Céder ou disparaître. Aux Cayes, une technicienne en laboratoire médical affirme avoir été contrainte de choisir entre des actes sexuels imposés et sa carrière. Elle a refusé. Elle dit aujourd’hui en payer le prix fort.
Le choc est brutal. Après neuf ans de service, Wideline François, qui s’est confiée à O-News 1ère, met en cause le directeur médical du Centre de Santé de Quatre Chemins, le Dr Perkens Beau-Fils.
Selon cette professionnelle de santé, tout aurait commencé en mai 2025, autour d’un dossier de nomination volontairement bloqué sous des prétextes jugés fallacieux : documents « incomplets », copies « illisibles »… jusqu’à une convocation en tête-à-tête.
Et là, tout bascule. Porte fermée à clé. Pression directe. Selon son témoignage, le médecin aurait exigé des actes sexuels explicites en échange de l’avancement de son dossier. Une scène d’une gravité extrême, marquée par l’intimidation et l’abus de pouvoir. Elle refuse. Elle quitte les lieux. Elle parle.
« En premier lieu, Dr Perkens m’avait demandé — après avoir enlevé son maillot — de stimuler ses mamelons avec la bouche, ce que j’ai refusé. En deuxième lieu, il a détaché sa ceinture, a sorti son pénis en érection et m’a demandé de lui faire une fellation », confie-t-elle, encore sous le choc.
Mais après la dénonciation, rien. Ni enquête. Ni sanction. Le 20 mars 2026, elle relance l’alerte devant la directrice régionale Sud du ministère de la santé, Dr Esther Dorilma. Quatre jours plus tard, le verdict tombe : interdiction d’accès à son poste. Mise à l’écart immédiate. Disparition administrative.
Le dossier prend une dimension encore plus explosive. Selon la technicienne, lors d’une visite début avril 2026, le ministre de la Santé, Dr Bertrand Sinal, aurait évoqué une proximité avec le médecin mis en cause, excluant toute révocation.
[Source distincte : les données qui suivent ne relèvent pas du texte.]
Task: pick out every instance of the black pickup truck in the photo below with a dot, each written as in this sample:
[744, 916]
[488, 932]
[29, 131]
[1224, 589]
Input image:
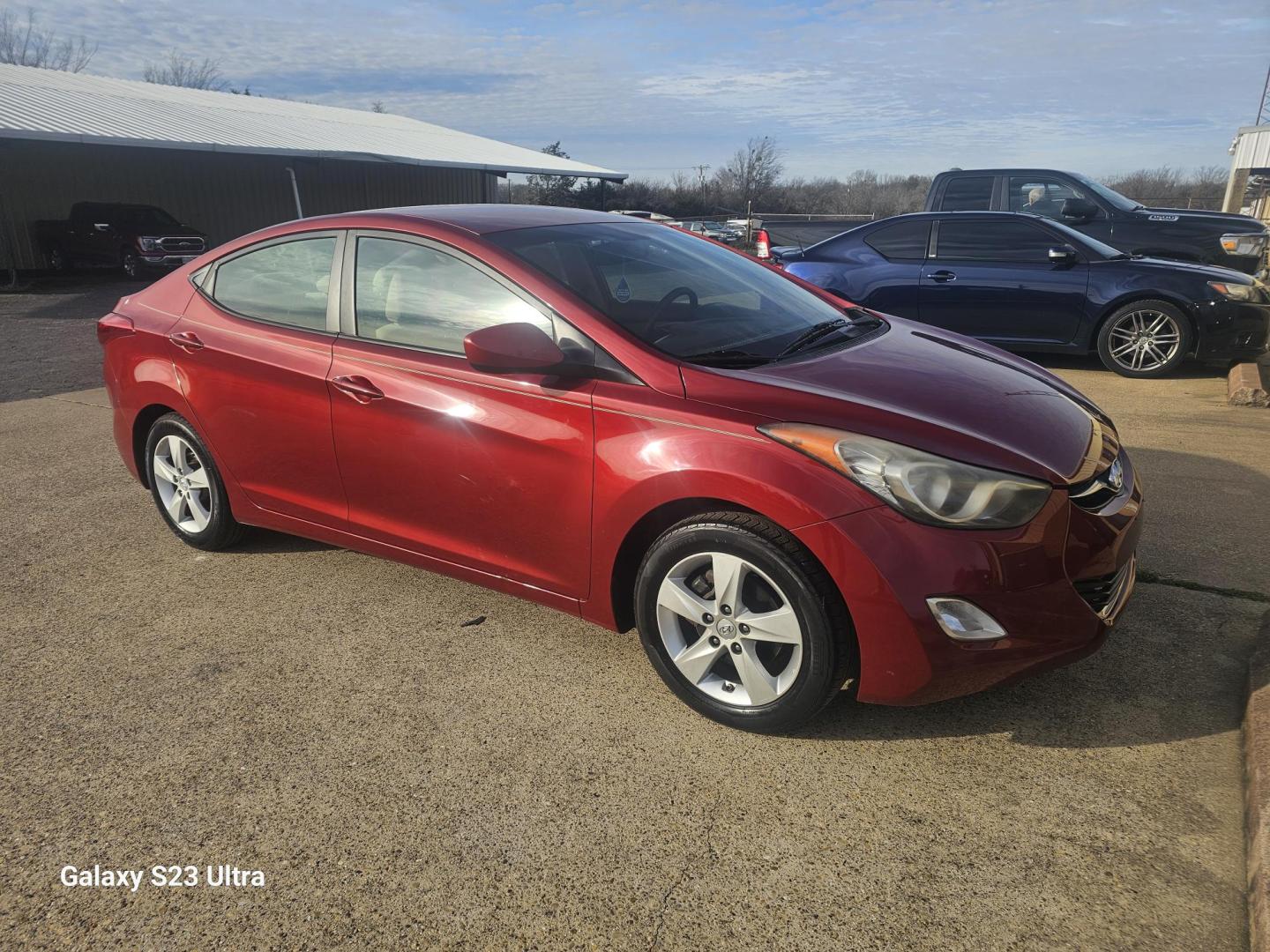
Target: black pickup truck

Résultat : le directeur est simplement transféré et promu conseiller technique à l’Hôpital général des Cayes. La lanceuse d’alerte, elle, est écartée. Sans emploi. Sans recours.
Un cas isolé… ou le symptôme d’un système qui protège les puissants et écrase les victimes ? La technicienne en laboratoire médical parle aujourd’hui de représailles, d’abus de pouvoir caractérisé et exige justice, réparation et reconnaissance des violences sexuelles qu’elle affirme avoir subies.